Culturally responsive pedagogy acknowledges that we bring our full selves into learning. It recognizes that the diversity of people’s prior experiences, cultural norms, values, and identities are assets that shape the way one approaches learning and the possibilities they see for its relevance to their lives. In relation to the future development and application of AI, this diversity of perspectives and experiences is critical for creating robust and equitable systems. Culturally responsive teaching and learning approaches include incorporating materials, examples, and perspectives from various cultures to not only make the content about AI more relevant and engaging, but to ensure that everyone has agency in using AI in ways that are empowering for them and their communities, and to envision future directions for AI to tackle problems worth solving to them.
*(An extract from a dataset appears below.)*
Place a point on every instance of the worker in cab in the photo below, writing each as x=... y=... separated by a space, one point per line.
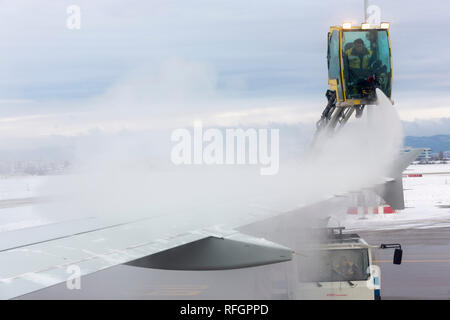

Diversity, equity, accessibility, and inclusion (DEAI) issues are central to this initiative and influenced who was part of this effort. The recent acknowledgment of bias in datasets and algorithms underscores the critical importance of DEAI in designing, deploying, and assessing AI's impact. Trustworthy and responsible AI practitioners recognize that prioritizing DEAI in design and implementation is crucial for developing robust systems that avoid harm and contribute positively to augmenting human capabilities. This involves not only expanding the participation of individuals from diverse backgrounds but also considering the diversity of data used to train systems, ensuring equitable access to technologies, and carefully crafting algorithms that play a pivotal role in decision-making affecting our quality of life.